Rob Chalmers (centre) and his former wife and co-author Jenny Hutchison, with prime minister Bob Hawke, at the launch of their book, Inside Canberra, in 1983.

Updated 29 July


ROBIN Donald Chalmers, an only child, was born in Sydney’s inner western suburbs on Bastille Day, 14 July, in 1929 and duly christened at Chalmers Presbyterian Church in Chalmers Street, Sydney, as delightful a piece of symmetry as his parents, Robin (Bobby), a fitter and turner and champion swimmer, and Janet, the daughter of a NSW country union organiser, could wish for. Forever after, though, their son would be known simply as Rob, as Chalmers became, in his own way, something of an icon in this country’s national political life, even if you’ve never heard of him.

At 9.15 on Monday night this week, a statement was issued to all members of the Federal Parliamentary Press Gallery advising them: “Our longest-serving and much-loved colleague, Rob Chalmers, is very, very ill and has decided to reluctantly retire after 60 years of insightful and independent political commentary and scrutiny. Rob first came to the gallery in 1951 and has been associated with the Inside Canberra newsletter since 1957. He has always been passionate about ideas, policy and politics.

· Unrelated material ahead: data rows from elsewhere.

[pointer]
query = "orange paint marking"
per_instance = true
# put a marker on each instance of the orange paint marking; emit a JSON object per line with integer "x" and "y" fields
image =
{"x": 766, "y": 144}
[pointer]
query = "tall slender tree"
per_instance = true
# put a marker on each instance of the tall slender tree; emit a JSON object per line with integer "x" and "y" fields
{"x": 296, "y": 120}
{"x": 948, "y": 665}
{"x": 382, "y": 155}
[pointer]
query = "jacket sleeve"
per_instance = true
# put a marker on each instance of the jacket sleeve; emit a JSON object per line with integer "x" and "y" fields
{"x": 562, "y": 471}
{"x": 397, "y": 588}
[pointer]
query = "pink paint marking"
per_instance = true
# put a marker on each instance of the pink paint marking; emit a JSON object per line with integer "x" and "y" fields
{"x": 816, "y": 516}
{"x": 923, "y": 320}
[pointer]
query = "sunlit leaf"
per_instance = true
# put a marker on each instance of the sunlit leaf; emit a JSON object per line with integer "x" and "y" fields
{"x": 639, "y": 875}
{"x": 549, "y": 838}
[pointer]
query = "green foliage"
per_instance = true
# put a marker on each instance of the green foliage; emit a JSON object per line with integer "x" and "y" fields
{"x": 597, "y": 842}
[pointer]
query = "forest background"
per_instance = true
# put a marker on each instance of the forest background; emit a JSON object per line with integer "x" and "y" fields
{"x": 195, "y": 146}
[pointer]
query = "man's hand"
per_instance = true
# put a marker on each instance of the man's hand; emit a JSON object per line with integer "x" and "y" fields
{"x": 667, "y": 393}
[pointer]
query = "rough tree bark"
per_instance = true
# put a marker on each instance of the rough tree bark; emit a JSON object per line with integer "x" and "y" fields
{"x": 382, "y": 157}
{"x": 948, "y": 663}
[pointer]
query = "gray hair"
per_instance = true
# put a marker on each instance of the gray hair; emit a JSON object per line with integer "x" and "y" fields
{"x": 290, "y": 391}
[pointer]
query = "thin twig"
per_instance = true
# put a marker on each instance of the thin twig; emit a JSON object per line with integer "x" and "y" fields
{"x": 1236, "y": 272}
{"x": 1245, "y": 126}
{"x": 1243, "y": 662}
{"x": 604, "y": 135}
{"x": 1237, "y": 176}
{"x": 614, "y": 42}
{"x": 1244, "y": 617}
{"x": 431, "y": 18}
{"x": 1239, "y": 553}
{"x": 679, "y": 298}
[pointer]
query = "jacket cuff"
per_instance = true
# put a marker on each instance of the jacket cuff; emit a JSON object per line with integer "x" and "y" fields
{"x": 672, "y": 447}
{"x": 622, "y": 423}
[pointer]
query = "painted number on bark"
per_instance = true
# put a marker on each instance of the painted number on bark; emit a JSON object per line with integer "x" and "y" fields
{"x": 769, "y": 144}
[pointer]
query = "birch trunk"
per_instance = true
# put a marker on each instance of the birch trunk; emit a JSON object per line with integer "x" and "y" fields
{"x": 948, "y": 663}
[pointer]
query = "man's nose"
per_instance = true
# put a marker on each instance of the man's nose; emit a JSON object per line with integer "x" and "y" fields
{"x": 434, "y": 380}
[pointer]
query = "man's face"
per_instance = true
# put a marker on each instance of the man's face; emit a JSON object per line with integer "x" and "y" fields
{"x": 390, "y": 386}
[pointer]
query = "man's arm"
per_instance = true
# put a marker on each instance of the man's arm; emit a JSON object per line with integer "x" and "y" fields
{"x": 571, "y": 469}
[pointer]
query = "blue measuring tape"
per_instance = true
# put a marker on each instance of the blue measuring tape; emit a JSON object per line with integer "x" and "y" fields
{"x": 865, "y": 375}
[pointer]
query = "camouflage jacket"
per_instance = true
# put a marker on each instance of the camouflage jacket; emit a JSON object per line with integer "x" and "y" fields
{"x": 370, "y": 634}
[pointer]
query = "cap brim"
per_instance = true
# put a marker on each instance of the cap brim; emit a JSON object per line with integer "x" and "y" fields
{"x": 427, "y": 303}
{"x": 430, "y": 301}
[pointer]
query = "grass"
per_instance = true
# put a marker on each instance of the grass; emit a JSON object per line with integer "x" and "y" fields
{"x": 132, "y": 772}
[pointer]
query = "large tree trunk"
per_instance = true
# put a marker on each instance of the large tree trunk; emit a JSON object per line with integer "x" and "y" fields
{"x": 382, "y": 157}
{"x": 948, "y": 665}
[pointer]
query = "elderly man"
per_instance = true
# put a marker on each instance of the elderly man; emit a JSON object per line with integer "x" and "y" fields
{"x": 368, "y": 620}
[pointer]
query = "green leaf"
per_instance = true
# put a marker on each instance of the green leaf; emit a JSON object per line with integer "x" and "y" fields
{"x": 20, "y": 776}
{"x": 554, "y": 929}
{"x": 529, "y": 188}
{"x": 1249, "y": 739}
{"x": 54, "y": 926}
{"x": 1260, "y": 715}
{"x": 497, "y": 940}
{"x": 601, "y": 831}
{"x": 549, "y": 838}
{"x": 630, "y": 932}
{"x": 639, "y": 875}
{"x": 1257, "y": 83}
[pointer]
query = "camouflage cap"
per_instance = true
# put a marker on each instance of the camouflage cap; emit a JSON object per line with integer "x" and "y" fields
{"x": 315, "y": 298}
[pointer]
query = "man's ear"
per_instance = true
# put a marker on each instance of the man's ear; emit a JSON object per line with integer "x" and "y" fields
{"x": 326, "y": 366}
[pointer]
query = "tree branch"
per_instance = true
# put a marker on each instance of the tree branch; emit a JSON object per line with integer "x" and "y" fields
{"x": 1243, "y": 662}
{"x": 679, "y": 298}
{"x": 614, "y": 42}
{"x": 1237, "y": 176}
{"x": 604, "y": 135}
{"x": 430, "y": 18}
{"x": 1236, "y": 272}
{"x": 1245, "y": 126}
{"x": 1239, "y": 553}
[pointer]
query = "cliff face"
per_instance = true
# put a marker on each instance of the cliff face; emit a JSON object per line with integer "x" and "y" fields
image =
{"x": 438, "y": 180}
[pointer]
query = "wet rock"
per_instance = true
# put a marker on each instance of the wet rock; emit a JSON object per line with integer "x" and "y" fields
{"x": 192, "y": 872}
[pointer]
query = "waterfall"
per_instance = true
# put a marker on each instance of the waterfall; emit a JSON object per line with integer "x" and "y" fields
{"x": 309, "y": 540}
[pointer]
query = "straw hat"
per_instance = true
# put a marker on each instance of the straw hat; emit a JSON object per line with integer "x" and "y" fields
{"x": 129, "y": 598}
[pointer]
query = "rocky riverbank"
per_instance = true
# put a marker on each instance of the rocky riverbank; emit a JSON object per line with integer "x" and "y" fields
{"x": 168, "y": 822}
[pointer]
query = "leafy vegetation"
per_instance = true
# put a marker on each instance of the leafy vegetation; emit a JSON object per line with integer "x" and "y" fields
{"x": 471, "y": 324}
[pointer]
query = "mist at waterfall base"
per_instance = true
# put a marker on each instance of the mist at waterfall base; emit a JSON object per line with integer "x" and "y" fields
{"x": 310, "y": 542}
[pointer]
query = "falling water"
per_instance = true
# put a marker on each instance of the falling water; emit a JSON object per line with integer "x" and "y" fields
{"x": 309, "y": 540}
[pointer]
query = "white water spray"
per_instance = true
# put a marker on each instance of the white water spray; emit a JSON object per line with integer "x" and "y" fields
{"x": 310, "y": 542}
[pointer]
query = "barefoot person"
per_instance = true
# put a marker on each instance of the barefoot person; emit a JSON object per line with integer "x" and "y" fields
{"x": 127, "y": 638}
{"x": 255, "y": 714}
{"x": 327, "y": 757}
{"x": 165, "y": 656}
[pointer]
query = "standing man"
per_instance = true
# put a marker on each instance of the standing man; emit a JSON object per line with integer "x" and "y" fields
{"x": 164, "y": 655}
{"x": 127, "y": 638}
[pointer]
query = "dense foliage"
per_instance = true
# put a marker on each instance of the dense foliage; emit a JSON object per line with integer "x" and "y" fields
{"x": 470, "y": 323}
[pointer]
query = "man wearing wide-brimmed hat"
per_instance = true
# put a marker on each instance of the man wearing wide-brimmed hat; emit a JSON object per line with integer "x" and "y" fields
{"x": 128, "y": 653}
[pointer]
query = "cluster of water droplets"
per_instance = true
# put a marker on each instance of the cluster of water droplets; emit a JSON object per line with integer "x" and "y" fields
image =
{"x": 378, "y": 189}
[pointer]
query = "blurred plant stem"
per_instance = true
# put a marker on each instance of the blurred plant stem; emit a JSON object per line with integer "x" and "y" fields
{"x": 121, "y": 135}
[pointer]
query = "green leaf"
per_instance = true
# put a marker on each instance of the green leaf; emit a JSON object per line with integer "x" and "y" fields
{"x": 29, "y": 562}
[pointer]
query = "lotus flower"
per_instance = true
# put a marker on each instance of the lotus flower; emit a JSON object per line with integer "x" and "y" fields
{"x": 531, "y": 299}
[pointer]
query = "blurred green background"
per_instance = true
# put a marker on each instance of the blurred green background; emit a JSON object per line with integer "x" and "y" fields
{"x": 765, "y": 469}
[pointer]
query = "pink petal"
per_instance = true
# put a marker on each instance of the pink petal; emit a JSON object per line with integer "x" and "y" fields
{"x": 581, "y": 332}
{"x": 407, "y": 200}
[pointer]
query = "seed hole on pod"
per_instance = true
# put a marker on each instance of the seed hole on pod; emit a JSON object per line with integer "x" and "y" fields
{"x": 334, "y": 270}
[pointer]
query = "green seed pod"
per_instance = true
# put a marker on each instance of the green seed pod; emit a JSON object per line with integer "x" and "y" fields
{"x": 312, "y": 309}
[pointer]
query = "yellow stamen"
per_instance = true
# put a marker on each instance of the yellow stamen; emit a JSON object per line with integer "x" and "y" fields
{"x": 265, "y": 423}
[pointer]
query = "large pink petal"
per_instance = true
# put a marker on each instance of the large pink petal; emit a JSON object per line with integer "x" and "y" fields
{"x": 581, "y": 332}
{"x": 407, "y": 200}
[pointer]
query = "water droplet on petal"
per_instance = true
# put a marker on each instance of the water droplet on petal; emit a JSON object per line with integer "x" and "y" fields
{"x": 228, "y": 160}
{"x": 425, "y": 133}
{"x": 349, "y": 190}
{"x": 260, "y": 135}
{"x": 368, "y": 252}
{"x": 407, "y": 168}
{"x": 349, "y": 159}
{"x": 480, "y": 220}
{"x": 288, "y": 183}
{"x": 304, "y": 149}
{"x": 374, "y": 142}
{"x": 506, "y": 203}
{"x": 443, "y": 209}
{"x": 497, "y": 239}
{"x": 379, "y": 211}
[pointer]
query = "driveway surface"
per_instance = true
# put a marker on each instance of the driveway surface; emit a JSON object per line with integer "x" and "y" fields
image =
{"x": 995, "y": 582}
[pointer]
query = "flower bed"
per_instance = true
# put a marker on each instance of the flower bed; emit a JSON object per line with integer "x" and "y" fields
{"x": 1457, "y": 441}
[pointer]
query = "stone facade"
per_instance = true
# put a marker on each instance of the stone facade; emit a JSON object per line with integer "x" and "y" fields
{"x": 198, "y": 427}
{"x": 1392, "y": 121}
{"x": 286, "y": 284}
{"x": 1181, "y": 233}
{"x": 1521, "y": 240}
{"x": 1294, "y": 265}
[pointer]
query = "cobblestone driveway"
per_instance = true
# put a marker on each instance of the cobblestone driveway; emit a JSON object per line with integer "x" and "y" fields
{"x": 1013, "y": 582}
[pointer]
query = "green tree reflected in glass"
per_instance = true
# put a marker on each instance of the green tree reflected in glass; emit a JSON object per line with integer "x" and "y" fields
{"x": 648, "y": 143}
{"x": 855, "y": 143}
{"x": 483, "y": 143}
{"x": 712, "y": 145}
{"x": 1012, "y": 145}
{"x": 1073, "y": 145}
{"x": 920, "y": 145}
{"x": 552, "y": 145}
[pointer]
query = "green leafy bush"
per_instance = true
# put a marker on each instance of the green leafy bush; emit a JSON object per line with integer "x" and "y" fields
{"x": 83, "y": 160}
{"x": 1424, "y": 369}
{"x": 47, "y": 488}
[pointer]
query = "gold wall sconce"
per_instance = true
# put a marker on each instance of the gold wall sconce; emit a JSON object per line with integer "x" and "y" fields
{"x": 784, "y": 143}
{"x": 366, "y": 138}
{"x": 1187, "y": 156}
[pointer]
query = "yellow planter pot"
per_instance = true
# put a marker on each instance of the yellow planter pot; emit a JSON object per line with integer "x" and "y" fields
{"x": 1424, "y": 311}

The gallery will miss Rob’s determined shuffle along the corridor and his shrewd observations and wisdom.”

It was signed by Phillip Hudson, the gallery’s president and political editor of Melbourne’s Herald Sun.

Sixty years is a very long time. So long that nobody, in any capacity – politician, bureaucrat or journalist – has equalled what Rob Chalmers somehow endured in the nation’s parliament, from the day he attended his first Question Time on 7 March 1951, as a twenty-one-year-old cadet reporter with Sydney’s brash afternoon tabloid, the Daily Mirror, until, aged eighty-two, he “reluctantly retired,” desperately ill, as editor of the weekly, four-page Inside Canberra, sixty years, four months and eighteen days later.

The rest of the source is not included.